The average arts spend across surveyed authorities has remained steady at £385,000 almost matching 2011’s figures(See AP238) but has not risen in line with inflation, and is down by 38% since 2008. Regularly funded organisations have seen a 41% drop in funding from local authorities are now likely to support organisations that are already receiving money from Arts Council England or Arts Council of Wales. Just over 65% said they supported arts organisations not financed by either national funding body. Capital spending has ground to a near halt; only three of the surveyed authorities reported any building work in the arts sector – and in all cases it was worth less than £2,000.
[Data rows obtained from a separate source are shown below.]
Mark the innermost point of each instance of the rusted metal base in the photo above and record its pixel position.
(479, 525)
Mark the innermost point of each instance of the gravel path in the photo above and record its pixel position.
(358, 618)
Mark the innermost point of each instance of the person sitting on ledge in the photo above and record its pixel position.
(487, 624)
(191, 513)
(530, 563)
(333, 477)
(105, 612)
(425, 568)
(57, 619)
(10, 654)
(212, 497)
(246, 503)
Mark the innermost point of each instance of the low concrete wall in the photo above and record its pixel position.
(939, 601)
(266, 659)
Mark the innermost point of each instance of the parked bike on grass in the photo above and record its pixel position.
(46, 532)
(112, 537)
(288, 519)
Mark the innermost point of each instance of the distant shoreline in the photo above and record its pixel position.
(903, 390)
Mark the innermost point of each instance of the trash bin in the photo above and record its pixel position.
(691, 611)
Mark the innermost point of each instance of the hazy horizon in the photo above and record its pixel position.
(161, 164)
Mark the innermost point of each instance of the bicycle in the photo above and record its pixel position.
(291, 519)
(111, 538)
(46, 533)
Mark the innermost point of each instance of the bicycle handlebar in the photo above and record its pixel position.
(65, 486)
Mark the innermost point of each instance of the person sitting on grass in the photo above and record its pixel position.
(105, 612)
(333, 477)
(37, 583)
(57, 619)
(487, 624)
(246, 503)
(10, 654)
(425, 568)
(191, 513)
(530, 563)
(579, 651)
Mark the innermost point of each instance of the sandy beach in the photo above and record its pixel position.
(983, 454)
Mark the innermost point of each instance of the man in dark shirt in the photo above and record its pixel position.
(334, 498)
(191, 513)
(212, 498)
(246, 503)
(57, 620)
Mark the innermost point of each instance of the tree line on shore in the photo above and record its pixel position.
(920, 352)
Half of respondents had seen restructuring within their authority which, in 40% of cases, has seen arts departments merge with other parts of the council. This may mean a drop in specialism of services, but is perceived to provide a greater chance of job security. For every £1 spent by local authorities on arts services, leverage from grant aid and partnership working brings in £3.83 of additional funding. This is down from £6.32 last year demonstrating the holistic impact of the recession on money available for the arts. Fundraising activity, is growing with Local Authorities looking for new sources of revenue; just over half sought money from charitable trusts; 36% reported seeking central Government grants, 18% applied for European grants and even supermarket giants, like Tesco, have given money to top-up arts budgets. Looking to the future, 38% see further cuts in the coming year, a quarter are expecting staff to go and 6% were expecting to be closed or have their work contracted out.